Quelle stratégie crédit dans un contexte volatil ?

Analyses de marchés
Sébastien Delattre
Christophe Roche
Akram Gharbi, Crédit Mutuel AM, Christophe Roche, Octopus Patrimoine et Sébastien Delattre, Ambre Patrimoine.

Vincent Touraine : Bonjour à toutes et à tous, merci d'être avec nous pour ce Face au Marché consacré à Crédit Mutuel Asset Management et que l'on a intitulé : quelle stratégie crédit aujourd'hui ? Dans un contexte de marché où la volatilité et où l'incertitude dominent, où l'inflation fait son retour sur fond de flambée des prix de l'énergie. Quels sont les atouts du crédit ? Dans quelle mesure le moment est-il propice pour investir dans cette classe d'actifs et en particulier dans les fonds datés. Autant de questions pour notre invité Akram Gharbi, Responsable de la gestion High Yield et obligations convertibles de Crédit Mutuel AM. Merci beaucoup d'être avec nous. Akram, pour vous interroger, nos deux experts, c'est le principe de l'émission. Christophe Roche, Dirigeant Fondateur d'Octopus Patrimoine et Sébastien Delattre, Associé Gérant d'Ambre Patrimoine.

Vincent Touraine : Où en sont les marchés de taux et de crédit en particulier à l'heure où la volatilité ou l'inflation font la tendance sur les marchés ? C'est la première partie de ce Face au Marché consacré à Crédit Mutuel AM avec vous Akram Gharbi et nos deux experts que sont Christophe Roche et Sébastien Delattre. Mais avant qu'ils ne vous posent leurs questions, un petit mot de présentation rapide de Crédit Mutuel Asset Management, qu'est-ce qu'il faut retenir ?

Akram Gharbi : Le Crédit Mutuel Asset Management, c'est l'entité de gestion d'actifs du groupe Crédit Mutuel Alliance Fédérale. On gère à peu près 170 milliards d'euros sous gestion et avec plusieurs expertises. Donc ça va du monétaire au crédit Investment Grade, au crédit High Yield, aux actions internationales, actions européennes, etc. Et puis on a d'autres expertises de niche par ailleurs.

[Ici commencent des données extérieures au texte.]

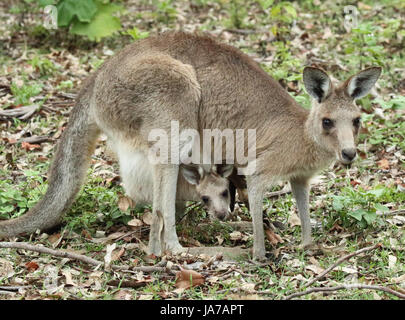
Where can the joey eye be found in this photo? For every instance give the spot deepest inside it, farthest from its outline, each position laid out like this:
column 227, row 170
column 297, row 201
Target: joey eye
column 327, row 123
column 356, row 122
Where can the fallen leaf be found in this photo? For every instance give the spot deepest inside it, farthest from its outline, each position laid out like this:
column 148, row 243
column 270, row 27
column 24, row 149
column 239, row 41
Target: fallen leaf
column 383, row 164
column 392, row 260
column 28, row 146
column 147, row 218
column 235, row 236
column 68, row 276
column 273, row 237
column 294, row 220
column 188, row 278
column 31, row 266
column 116, row 254
column 123, row 294
column 314, row 268
column 135, row 222
column 108, row 256
column 400, row 279
column 124, row 203
column 6, row 268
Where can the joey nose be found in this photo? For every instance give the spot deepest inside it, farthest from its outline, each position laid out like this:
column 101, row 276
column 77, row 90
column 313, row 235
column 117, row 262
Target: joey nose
column 348, row 154
column 221, row 215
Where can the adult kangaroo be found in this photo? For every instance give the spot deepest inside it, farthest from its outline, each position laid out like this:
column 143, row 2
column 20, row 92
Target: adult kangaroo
column 202, row 84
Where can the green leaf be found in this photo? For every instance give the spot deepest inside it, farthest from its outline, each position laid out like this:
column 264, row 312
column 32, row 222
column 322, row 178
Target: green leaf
column 44, row 3
column 290, row 10
column 370, row 217
column 70, row 10
column 358, row 214
column 377, row 192
column 266, row 3
column 102, row 25
column 381, row 208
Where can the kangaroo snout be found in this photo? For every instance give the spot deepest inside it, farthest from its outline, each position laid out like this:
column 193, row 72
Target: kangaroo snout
column 221, row 215
column 348, row 155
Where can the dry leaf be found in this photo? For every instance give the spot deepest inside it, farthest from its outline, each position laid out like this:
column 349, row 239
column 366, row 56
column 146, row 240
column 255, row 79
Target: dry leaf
column 294, row 220
column 188, row 278
column 236, row 235
column 135, row 222
column 273, row 237
column 108, row 256
column 28, row 146
column 400, row 279
column 392, row 260
column 31, row 266
column 123, row 294
column 314, row 268
column 147, row 218
column 383, row 164
column 68, row 276
column 6, row 268
column 116, row 254
column 124, row 203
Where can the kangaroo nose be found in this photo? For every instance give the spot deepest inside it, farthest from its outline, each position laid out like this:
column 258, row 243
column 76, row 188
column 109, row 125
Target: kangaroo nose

Vincent Touraine : Quelle est la place de La Française ?

Akram Gharbi : La Française, bien connue des CGP, c'est l'entité de distribution du groupe Crédit Mutuel AM en externe. Et donc, oui, c'est sous la gamme La Française aussi bien en France qu'à l'étranger. C'est là où intervient La Française.

Sébastien Delattre : Depuis le début de l'année, les marchés de crédit semblent plutôt bien résister malgré l'environnement qui est plutôt complexe. Est-ce que c'est une résilience qui peut être durable, une forme de complaisance ou un repricing du marché qui n'a pas encore vraiment eu lieu ?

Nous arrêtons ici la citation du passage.